KerfuffleV2 t1_jboquv7 wrote
Reply to comment by Select_Beautiful8 in [P] ChatRWKV v2 (can run RWKV 14B with 3G VRAM), RWKV pip package, and finetuning to ctx16K by bo_peng
If it helps, I was able to get the 7B model going on a GTX 1060 with 6GB VRAM also. The strategy I used was
cuda fp16i8 *16 -> cpu fp32
— starting out with about 1.2G vram already in use from other programs and desktop environment, it went up to about 5.6G which would be about 0.275G/layer. So on a 6GB card withfp16i8
it seems like even with totally free VRAM you could load 21, maybe 22 layers at the maximum and half that for the normalfp16
format. This model:RWKV-4-Pile-7B-20230109-ctx4096
It generates a token every 2-3sec which is is too slow for interactive use but still pretty impressive considering the model size and how old the hardware is (my CPU is just a Ryzen 5 1600 also). It's also running half the layers on the CPU. By the way, it also uses about 14GB RAM to run, so you'll need a decent amount of system memory available as well.

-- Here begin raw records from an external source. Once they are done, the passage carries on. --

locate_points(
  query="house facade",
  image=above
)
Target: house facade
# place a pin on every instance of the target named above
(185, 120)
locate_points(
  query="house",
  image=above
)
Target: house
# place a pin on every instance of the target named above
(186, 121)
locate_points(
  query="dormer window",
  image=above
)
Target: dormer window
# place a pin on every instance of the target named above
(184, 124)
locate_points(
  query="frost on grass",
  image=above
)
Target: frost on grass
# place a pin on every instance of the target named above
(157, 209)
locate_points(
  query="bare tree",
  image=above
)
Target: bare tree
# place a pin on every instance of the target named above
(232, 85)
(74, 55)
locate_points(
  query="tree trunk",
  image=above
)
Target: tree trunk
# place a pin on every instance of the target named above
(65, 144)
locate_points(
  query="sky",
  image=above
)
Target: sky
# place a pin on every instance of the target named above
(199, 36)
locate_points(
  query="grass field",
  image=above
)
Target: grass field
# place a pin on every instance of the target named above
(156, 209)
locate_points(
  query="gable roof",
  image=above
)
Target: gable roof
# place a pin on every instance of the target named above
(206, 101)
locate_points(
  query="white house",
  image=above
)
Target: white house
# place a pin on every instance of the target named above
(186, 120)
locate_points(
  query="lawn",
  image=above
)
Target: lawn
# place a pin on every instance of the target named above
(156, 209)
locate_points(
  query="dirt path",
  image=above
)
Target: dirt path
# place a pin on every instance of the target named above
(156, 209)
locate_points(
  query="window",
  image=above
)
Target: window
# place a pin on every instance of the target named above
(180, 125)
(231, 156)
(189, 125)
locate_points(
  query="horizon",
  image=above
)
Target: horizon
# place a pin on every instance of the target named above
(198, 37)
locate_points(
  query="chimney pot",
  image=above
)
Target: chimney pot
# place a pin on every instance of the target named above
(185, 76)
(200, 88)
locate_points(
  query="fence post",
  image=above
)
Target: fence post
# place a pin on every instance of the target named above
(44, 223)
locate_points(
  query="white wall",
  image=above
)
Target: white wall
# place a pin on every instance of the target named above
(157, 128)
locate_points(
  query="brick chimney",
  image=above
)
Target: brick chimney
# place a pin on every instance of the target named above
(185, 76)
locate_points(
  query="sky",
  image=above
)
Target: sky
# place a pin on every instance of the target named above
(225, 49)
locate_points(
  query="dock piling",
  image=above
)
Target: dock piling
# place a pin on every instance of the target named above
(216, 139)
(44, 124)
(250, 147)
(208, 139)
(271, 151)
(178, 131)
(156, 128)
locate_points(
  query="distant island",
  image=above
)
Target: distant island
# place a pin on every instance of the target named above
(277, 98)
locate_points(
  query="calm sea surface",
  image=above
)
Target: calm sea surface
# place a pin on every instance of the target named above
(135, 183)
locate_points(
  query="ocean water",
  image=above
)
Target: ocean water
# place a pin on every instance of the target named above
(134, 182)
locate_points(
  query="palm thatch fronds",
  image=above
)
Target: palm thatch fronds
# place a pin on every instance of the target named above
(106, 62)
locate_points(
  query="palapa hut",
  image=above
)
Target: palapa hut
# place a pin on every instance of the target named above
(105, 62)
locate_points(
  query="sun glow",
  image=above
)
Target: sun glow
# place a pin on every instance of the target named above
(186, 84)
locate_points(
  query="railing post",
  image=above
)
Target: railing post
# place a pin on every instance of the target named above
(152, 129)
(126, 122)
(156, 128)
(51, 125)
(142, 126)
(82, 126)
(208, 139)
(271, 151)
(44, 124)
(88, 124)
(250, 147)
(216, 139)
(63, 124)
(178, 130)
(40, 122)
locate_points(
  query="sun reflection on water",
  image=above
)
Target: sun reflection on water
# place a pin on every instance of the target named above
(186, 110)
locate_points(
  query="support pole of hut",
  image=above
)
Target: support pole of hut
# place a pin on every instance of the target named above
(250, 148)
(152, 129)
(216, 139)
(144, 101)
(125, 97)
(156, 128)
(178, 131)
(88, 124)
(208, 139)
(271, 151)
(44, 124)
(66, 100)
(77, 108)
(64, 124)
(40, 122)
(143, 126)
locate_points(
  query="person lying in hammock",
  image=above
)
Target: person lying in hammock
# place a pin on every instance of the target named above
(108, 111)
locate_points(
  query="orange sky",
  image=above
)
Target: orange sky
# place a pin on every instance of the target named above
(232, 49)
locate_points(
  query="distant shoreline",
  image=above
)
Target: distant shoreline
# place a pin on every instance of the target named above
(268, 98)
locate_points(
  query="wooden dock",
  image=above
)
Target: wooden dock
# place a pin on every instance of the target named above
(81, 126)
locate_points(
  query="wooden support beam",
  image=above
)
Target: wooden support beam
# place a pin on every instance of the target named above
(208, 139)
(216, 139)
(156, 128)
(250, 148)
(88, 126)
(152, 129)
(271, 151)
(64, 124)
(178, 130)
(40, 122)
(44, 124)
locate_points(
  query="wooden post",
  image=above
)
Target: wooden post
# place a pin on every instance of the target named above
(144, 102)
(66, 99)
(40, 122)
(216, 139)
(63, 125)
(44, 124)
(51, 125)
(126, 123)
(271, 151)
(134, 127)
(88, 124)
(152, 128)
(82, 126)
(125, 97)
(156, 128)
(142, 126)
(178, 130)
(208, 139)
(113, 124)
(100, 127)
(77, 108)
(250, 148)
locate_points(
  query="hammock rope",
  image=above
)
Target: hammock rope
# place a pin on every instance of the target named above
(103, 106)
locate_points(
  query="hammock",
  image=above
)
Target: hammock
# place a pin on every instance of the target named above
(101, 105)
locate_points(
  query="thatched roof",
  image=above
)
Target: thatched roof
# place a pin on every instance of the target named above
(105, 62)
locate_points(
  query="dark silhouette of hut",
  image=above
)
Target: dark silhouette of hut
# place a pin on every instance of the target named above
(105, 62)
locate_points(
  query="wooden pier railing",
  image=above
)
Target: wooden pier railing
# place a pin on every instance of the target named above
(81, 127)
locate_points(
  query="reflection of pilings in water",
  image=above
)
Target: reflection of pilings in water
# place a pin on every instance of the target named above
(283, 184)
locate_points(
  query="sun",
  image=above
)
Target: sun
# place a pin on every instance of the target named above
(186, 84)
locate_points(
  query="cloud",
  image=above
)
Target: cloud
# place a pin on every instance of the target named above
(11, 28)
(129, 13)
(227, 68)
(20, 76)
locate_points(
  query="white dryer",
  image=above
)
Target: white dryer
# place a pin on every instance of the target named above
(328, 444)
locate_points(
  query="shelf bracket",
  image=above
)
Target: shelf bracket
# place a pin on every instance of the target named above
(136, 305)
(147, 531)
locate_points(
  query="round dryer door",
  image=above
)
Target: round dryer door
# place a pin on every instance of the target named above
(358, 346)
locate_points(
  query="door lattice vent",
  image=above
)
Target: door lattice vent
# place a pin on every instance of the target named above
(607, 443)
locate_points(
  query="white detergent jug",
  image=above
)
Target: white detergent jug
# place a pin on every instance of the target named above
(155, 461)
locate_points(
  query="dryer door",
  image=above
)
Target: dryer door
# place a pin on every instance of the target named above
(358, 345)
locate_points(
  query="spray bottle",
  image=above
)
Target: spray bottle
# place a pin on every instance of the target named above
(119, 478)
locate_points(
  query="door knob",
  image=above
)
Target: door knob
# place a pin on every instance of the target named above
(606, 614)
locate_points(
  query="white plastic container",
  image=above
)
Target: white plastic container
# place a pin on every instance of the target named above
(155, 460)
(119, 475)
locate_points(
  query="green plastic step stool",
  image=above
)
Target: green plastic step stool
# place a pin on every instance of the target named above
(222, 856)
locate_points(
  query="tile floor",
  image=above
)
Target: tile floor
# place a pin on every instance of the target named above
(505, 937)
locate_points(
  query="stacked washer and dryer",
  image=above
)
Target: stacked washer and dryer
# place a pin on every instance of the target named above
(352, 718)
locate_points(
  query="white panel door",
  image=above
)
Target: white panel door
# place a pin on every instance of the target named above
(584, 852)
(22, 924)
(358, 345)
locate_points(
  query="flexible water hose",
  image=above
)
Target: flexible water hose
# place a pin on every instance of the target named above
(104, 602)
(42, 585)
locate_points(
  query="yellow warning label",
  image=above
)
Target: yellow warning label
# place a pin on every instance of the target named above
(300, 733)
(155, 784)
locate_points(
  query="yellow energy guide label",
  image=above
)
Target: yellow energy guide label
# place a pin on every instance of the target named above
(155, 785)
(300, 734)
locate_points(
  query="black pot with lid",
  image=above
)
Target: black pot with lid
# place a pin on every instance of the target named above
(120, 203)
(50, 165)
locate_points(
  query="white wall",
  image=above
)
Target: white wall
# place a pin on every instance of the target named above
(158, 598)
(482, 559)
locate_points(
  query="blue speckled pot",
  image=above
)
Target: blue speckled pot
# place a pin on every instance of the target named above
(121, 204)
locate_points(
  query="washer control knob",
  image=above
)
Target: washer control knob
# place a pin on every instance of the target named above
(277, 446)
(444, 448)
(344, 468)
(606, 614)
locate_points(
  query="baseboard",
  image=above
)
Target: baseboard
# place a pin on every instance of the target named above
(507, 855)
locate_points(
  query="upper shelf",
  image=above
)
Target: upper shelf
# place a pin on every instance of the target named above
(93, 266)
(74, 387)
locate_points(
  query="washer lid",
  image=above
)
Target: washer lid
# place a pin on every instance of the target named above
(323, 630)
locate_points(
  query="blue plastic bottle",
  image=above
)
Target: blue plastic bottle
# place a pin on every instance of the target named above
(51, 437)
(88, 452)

Tagging /u/bo_peng also in case this information is helpful for them. (One interesting thing I noticed is the GPU was only being used about 50% of the time, I guess while the CPU inference was run. I don't know if it's possible, but if there was some way to do both in parallel it seems like it would roughly double the speed of token generation.)